The enjoyment of the moment didn't last long, though. "I know what you're about to say. Reckless endangerment. Too big a risk. Poor decision-making." She had run through it all in the cool-down after the battle. The euphoria of victory giving way to the sobering realisation of everything that had happened. It was damn near always the way.

“If you know I’m going to say it then I don’t actually need to say it,” Alexander said. “You’re not some junior officer or a snot-nosed cadet that might benefit from a stern talking-to. You’re experienced. Which means you should know better. You know the risks better than anyone. You did something beyond dangerous. But you accomplished the mission with no casualties to your team. So I’ll ask you plainly: was the outcome worth the risk?”

The question hung there, between them. Worth the risk. Her eyes slid out of focus. She had lost a home twice - Yarrick, Earth. She couldn't have just sat on the freighter, and watched the Chimera go up. "You-" she meant the ship, right? "-were being tag-teamed by a squadron of pirate ships. We had to find some way to take some heat off. It was a collossal risk." She stared at his ear, unable to fully meet his gaze. "To help keep my home intact? To help keep all of you alive? I'd take a lot of risks,"

She thought back to the jump. Those few seconds of being in space, seeing it beneath her. The vast emptiness. It had been stupid. Yet, it had been their only option. Right? "Was it worth that risk?" She looked at him then, into his eyes. For a couple of seconds, Nat felt her shieds drop. "I don't know." It was said as barely a whisper.

The silence between them was deafening, but there was nothing to say. Nothing he could do except stand at her side.

Present.

Then the moment passed, and they could continue.

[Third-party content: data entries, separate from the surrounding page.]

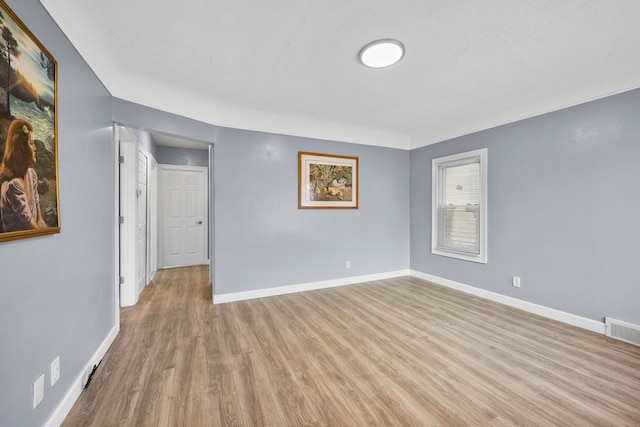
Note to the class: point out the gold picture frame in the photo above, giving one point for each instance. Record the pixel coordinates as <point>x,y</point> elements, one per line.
<point>29,194</point>
<point>327,181</point>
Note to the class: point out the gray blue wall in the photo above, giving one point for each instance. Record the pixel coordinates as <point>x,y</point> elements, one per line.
<point>263,240</point>
<point>57,292</point>
<point>563,209</point>
<point>260,237</point>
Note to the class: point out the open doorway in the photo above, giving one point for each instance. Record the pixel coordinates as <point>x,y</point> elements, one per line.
<point>161,178</point>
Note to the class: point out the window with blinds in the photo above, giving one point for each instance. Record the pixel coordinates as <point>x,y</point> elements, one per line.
<point>459,206</point>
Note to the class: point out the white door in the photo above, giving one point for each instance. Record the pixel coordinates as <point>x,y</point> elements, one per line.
<point>184,215</point>
<point>141,223</point>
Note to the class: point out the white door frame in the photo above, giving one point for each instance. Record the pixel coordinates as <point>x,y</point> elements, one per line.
<point>128,174</point>
<point>205,223</point>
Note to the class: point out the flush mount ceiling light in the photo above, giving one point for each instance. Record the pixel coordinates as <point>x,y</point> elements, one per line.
<point>382,53</point>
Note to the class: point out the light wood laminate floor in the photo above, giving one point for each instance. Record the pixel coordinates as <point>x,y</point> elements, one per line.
<point>399,352</point>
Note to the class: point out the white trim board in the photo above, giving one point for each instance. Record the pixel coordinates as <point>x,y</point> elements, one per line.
<point>72,395</point>
<point>550,313</point>
<point>282,290</point>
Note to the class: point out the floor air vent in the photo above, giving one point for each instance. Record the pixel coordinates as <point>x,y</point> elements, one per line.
<point>622,330</point>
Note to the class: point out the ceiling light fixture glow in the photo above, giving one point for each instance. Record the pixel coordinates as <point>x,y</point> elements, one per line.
<point>381,53</point>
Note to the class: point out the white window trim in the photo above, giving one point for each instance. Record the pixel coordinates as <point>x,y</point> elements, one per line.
<point>435,190</point>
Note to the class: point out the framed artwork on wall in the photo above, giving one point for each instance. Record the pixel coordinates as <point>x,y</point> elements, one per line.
<point>327,181</point>
<point>29,196</point>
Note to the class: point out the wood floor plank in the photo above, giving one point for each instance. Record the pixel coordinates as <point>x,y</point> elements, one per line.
<point>397,352</point>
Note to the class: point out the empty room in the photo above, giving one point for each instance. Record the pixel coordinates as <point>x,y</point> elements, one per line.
<point>319,213</point>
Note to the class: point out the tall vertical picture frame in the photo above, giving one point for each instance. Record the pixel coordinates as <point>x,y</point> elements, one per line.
<point>29,190</point>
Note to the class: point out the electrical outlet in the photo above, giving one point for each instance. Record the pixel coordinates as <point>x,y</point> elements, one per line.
<point>55,371</point>
<point>38,391</point>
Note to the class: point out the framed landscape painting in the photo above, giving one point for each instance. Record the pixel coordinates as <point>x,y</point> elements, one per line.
<point>29,197</point>
<point>327,181</point>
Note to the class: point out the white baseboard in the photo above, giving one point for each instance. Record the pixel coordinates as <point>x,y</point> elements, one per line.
<point>550,313</point>
<point>282,290</point>
<point>69,399</point>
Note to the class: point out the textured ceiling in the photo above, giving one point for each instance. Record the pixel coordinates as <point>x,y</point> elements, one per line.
<point>290,66</point>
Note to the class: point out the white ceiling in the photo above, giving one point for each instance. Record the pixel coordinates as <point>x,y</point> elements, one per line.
<point>290,66</point>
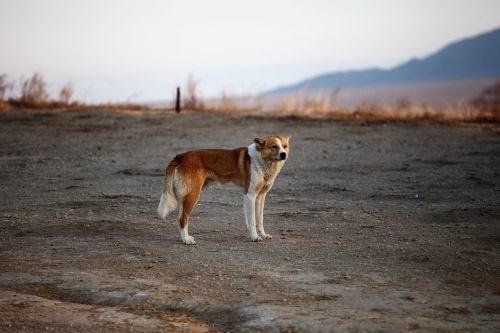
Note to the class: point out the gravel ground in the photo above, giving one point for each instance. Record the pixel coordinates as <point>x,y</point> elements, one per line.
<point>377,227</point>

“I relieve you, Captain,” he said, finally breaking the quiet. “Get your people home, Nat. And report to sickbay. All of you, yourself included. And when—”

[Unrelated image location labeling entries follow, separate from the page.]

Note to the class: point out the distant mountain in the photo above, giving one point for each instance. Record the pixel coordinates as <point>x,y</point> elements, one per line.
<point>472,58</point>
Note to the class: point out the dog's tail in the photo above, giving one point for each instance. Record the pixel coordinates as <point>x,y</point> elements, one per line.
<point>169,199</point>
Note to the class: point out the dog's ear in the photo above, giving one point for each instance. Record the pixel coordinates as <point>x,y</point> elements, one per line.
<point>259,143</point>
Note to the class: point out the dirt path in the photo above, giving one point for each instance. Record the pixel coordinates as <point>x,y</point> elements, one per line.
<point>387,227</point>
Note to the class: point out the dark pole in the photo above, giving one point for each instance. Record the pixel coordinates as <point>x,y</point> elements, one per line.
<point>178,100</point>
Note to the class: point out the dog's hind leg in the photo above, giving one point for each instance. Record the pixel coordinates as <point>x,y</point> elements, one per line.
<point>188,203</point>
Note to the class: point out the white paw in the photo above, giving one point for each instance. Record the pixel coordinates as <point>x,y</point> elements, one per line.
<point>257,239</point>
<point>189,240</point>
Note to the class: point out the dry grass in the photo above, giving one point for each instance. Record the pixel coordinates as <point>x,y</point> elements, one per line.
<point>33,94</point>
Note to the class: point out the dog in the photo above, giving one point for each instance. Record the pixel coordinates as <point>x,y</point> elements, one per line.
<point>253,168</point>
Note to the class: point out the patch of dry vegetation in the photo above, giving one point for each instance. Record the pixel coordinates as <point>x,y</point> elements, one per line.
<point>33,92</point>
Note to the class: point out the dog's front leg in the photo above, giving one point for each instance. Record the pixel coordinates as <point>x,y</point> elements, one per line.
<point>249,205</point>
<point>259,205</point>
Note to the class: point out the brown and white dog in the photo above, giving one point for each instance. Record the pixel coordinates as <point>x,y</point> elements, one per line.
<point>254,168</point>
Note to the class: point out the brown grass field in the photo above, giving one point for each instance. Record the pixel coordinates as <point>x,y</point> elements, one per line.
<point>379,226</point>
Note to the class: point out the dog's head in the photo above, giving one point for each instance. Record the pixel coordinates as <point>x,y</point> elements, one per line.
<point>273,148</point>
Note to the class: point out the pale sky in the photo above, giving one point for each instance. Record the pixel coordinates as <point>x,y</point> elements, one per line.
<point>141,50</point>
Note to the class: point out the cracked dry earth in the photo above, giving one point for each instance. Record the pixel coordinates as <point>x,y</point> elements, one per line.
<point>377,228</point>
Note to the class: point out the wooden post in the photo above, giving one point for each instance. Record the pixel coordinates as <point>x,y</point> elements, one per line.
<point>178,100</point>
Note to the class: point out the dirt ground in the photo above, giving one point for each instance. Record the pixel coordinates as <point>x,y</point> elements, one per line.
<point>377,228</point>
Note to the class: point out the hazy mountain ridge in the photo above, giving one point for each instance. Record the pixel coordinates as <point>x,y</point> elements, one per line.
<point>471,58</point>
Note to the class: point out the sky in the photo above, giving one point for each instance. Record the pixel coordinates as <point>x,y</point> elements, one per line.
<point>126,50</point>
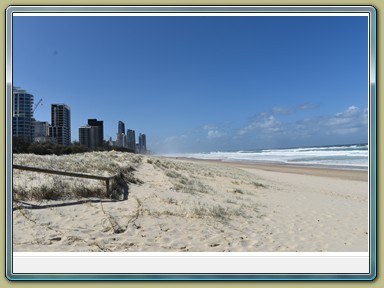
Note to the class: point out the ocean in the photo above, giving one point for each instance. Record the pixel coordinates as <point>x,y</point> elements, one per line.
<point>354,157</point>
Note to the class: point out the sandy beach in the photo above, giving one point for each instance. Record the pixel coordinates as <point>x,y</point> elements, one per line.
<point>177,205</point>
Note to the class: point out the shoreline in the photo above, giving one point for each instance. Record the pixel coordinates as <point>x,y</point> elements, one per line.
<point>191,205</point>
<point>347,174</point>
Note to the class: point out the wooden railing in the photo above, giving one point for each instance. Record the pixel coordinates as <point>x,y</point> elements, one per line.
<point>65,173</point>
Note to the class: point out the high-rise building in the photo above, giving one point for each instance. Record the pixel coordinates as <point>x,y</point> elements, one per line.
<point>85,135</point>
<point>92,135</point>
<point>60,124</point>
<point>142,143</point>
<point>99,132</point>
<point>41,132</point>
<point>131,139</point>
<point>22,114</point>
<point>121,138</point>
<point>121,127</point>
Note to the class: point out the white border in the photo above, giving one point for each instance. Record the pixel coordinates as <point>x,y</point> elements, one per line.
<point>191,263</point>
<point>184,262</point>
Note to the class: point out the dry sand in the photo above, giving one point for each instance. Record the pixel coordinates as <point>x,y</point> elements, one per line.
<point>202,206</point>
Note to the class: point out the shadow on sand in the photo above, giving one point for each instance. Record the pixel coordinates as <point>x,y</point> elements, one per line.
<point>26,205</point>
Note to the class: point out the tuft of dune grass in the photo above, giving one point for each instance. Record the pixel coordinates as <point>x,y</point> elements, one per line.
<point>29,185</point>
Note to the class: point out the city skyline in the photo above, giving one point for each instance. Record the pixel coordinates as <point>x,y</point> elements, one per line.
<point>198,84</point>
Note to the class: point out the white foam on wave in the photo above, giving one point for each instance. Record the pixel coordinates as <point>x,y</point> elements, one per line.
<point>348,156</point>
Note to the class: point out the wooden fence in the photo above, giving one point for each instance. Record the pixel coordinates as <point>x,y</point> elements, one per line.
<point>65,173</point>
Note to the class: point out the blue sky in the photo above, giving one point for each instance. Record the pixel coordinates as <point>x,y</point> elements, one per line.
<point>200,84</point>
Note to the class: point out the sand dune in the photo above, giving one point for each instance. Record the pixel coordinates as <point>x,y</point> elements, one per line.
<point>184,205</point>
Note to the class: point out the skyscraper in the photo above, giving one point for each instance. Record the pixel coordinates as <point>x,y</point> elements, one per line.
<point>22,114</point>
<point>142,143</point>
<point>98,133</point>
<point>121,139</point>
<point>60,123</point>
<point>121,127</point>
<point>41,131</point>
<point>131,139</point>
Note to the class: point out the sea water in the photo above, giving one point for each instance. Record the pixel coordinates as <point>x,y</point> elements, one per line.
<point>353,156</point>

He stopped mid-sentence as his words were lost to him.

Sickbay. He was ordering her to sickbay. Not the Brig. Her eyes closed for a space of a couple of heartbeats. Sure, Sickbay felt like she was being grounded, but it beat the absolute fuck out of the alternative.

His half sentence hung there, but when he never finished it, Nat pulled herself to attention. "I am relieved." The layers of meaning were not lost on her. Nat faught a smile. It wasn't really the time.

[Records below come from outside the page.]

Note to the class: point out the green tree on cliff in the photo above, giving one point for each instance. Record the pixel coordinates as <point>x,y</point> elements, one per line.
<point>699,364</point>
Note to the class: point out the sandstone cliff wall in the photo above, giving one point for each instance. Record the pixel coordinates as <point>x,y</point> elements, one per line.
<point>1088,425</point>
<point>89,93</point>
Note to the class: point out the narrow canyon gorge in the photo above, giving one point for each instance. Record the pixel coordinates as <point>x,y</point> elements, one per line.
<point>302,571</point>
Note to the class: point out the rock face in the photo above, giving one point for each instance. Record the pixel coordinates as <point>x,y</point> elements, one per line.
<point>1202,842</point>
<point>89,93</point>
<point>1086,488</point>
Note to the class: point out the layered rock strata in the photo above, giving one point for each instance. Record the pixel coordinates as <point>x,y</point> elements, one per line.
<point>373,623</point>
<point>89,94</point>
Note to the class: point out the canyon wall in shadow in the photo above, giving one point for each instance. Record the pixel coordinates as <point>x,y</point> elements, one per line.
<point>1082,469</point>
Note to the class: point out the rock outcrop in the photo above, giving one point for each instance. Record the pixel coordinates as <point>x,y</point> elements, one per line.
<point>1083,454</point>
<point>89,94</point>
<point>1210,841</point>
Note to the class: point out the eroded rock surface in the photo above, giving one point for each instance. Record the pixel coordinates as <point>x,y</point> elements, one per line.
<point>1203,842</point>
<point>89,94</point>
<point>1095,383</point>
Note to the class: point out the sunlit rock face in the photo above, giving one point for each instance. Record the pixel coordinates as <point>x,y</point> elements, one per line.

The urge to hug him rose up from somewhere. Emotion. Adrenaline come-down. It was those things she chalked it up to. Yet the urge was still there. Before it overwhelmed her, Nat gave a nod, and turned from the Commander, tapping her commbadge. "Markova to Marines. Assemble for transport. We're going home."

"Dismissed," he told her, as he returned to the bridge and let her return to the Chimera. They would need to talk again. There was more to say, but there would be time for that later. After the work was done.

"Sir," reported one of his bridge team," Shuttlecraft Two has just landed. Team two is on its way to engineering."

"Have them get to work on restoring the warp drive," he replied. "Alert me when we can jump. And let me know when the Marine team has departed so we can get shields up."